Several proteins were identified with no homology to any known experimental proteins (TM < 0.4), forming novel families with putative MFs and biological processes. The selection criteria were critical as they concentrated on anticipated toxicity using ToxinPred 2.0 and were restricted to the entomopathogenic fungus group. Furthermore, a set of proteins appeared to share the same MF: cation metal ion binding (GO:0043169). From these proteins, BBA_01910 (209 amino acids) contains two repeated motifs fused with intrinsically disordered regions (IDRs) detected by the ODINPred server64, in which proteins with IDRs are noted to be highly prevalent in diseases65 (Fig. 7A,B). ToxinPred 2.0 predicted the toxicity of the motif sequence (ATCEPHEDHWHCPAGVPQPSLNPDGTPNPKATQ) with a score of approximately 0.75. To predict the type of cation metal ions, AlphaFold3 (AF3) was utilized for biomolecular interaction detection between the query protein and various ions, with results provided by interface-predicted template modeling (ipTM) scores26. Zinc ion interacted with six histidine residues (His-tag) and was the best matching ion to the studied protein giving a high ipTM score equal to 0.92 (Fig. 7C). Other novel folds were detected from genes BBA_09398 (pLDDT 85.4) and BBA_02207 (pLDDT 80.2) (Fig. 8). BBA_09398 (236 a.a.) binds to sodium ion through three residues (alanine, asparagine, and cysteine) with a high ipTM score (0.89) (Fig. 8A), while BBA_02207 (215 a.a.) attaches with cobalt ion through histidine residue (ipTM 0.91) (Fig. 8B). Like humans and plants, insects depend on various metal ions such as zinc, sodium, and calcium for proper physiological functions, where chelating these ions by any compound may block their functions66. Zinc metal is a necessary cofactor for many enzymes and is involved in a variety of processes, such as DNA synthesis, oxidation reactions, and cuticle production67. In neurons and other excitable cells, sodium ions are necessary for the propagation of the action potential. Numerous synthetic and naturally occurring neurotoxins, including various types of insecticides, target sodium channels due to their crucial functions in electrical signaling68. Cobalt has a key role in the synthesis of hemoglobin, which is necessary for insects to transport oxygen, as well as the metabolism of lipids, carbohydrates, and amino acids69.

Fig. 7
figure 7

Characterization of BBA_01910 protein structure. (A) Prediction of the protein and folding of its repeated motifs with a confidence scale. (B) ODINPred was used to predict the intrinsically disordered regions for the protein (cutoff > 0.5). (C) Prediction of the binding sites between the BBA_01910 protein and zinc ion using AF3.

Fig. 8
figure 8

The interactions between (A) the BBA_09398 protein and sodium ion. (B) the BBA_02207 protein and cobalt ion.

In conclusion, the prediction of secreted uncharacterized protein structures from Beauveria bassiana ARSEF 2860 uncovered: (i) new pathogenesis-related proteins belong to putative toxin-like families, most of which exhibit potential pesticides for controlling insects and fungi, (ii) the evolution of expanded putative ADP-ribose transferases (ARTs-like family), (iii) mechanisms and functions of nonhomologous novel folds.

Limitations and future perspectives

While computational structural genomics has proven to be an excellent supplement to the costly and time-consuming wet lab setting, some limits in our work must be acknowledged.
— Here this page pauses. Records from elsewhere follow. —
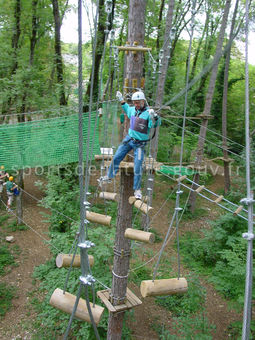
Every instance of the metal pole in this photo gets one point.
(249, 200)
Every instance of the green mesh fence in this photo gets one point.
(46, 142)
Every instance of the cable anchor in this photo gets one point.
(87, 280)
(86, 245)
(247, 201)
(248, 236)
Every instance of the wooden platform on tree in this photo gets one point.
(131, 301)
(129, 166)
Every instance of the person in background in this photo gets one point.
(142, 119)
(10, 187)
(3, 175)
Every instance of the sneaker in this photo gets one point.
(138, 194)
(104, 180)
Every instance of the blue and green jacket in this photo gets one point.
(140, 122)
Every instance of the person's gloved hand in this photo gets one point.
(119, 96)
(153, 114)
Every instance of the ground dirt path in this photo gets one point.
(34, 251)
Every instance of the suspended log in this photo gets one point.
(139, 235)
(100, 157)
(199, 189)
(238, 210)
(146, 209)
(132, 199)
(98, 218)
(112, 196)
(65, 302)
(134, 48)
(131, 301)
(64, 260)
(219, 199)
(163, 287)
(179, 179)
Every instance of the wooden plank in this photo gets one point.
(134, 48)
(135, 299)
(199, 189)
(238, 210)
(103, 298)
(131, 301)
(219, 199)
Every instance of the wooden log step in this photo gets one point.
(219, 199)
(65, 302)
(238, 210)
(98, 218)
(199, 189)
(101, 157)
(139, 235)
(146, 209)
(64, 260)
(112, 196)
(132, 199)
(180, 179)
(163, 287)
(131, 301)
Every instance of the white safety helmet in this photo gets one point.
(139, 95)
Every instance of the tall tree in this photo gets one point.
(58, 54)
(134, 69)
(207, 107)
(102, 34)
(224, 107)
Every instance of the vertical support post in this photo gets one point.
(133, 70)
(121, 255)
(249, 200)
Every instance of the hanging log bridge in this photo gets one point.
(131, 301)
(64, 260)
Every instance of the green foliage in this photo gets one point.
(7, 293)
(221, 253)
(3, 218)
(6, 259)
(188, 303)
(13, 226)
(192, 327)
(170, 145)
(62, 195)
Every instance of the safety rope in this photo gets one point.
(204, 138)
(83, 234)
(249, 200)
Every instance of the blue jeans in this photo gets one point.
(127, 145)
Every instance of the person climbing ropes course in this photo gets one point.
(10, 187)
(3, 176)
(142, 119)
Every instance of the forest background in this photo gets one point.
(37, 77)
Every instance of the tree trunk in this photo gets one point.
(162, 5)
(224, 107)
(207, 107)
(33, 37)
(20, 183)
(159, 100)
(58, 55)
(134, 67)
(165, 59)
(101, 35)
(16, 35)
(121, 263)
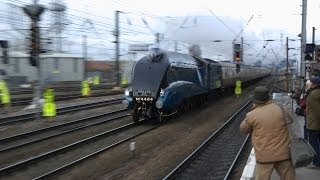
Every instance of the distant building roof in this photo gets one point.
(97, 66)
(45, 55)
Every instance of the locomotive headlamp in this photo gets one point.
(126, 92)
(162, 92)
(159, 104)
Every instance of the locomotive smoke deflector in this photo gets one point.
(148, 74)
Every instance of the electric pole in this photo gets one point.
(241, 54)
(84, 47)
(303, 74)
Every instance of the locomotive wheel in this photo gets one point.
(161, 117)
(135, 117)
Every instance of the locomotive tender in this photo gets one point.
(164, 83)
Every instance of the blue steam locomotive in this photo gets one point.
(164, 83)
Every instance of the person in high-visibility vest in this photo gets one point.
(49, 107)
(124, 80)
(85, 89)
(238, 90)
(96, 80)
(4, 95)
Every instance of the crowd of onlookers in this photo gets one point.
(267, 123)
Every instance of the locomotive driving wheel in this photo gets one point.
(136, 115)
(161, 117)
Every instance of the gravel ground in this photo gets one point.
(159, 151)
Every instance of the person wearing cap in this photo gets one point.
(269, 136)
(313, 118)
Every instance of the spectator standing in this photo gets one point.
(313, 118)
(269, 135)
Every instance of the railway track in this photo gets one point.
(215, 158)
(53, 161)
(60, 111)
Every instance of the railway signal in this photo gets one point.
(237, 53)
(317, 53)
(4, 46)
(34, 12)
(35, 43)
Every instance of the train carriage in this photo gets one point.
(167, 82)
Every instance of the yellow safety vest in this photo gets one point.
(85, 88)
(96, 80)
(124, 81)
(4, 92)
(238, 90)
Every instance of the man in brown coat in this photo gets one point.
(269, 135)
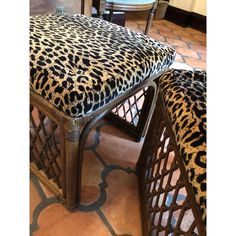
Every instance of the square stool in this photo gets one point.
(172, 163)
(81, 68)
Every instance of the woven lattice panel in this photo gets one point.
(168, 206)
(130, 109)
(45, 150)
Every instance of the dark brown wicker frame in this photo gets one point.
(153, 172)
(73, 134)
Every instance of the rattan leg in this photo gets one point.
(73, 169)
(150, 17)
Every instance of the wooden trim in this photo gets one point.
(186, 18)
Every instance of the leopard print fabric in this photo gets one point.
(80, 63)
(184, 96)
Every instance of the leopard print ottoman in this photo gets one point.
(80, 69)
(172, 164)
(78, 63)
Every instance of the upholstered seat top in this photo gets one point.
(79, 63)
(184, 96)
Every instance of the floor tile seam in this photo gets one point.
(106, 222)
(103, 185)
(38, 209)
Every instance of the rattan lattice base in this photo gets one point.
(168, 205)
(57, 141)
(131, 115)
Firstly, AF2 was unable to predict approximately 25% of protein structures. Secondly, several proteins did not fit with any known annotation category. Lastly, the structural prediction is insufficient to predict the putative functions. Despite these limitations, in silico structural-based annotation is a first step toward future studies that will focus on in vitro and in vivo validations of such proteins to assess their insecticidal efficacy and potential for agricultural uses. Regarding the non-homology protein structures, future advances might lead to their complete annotation, and these structures might be useful for the scientific community.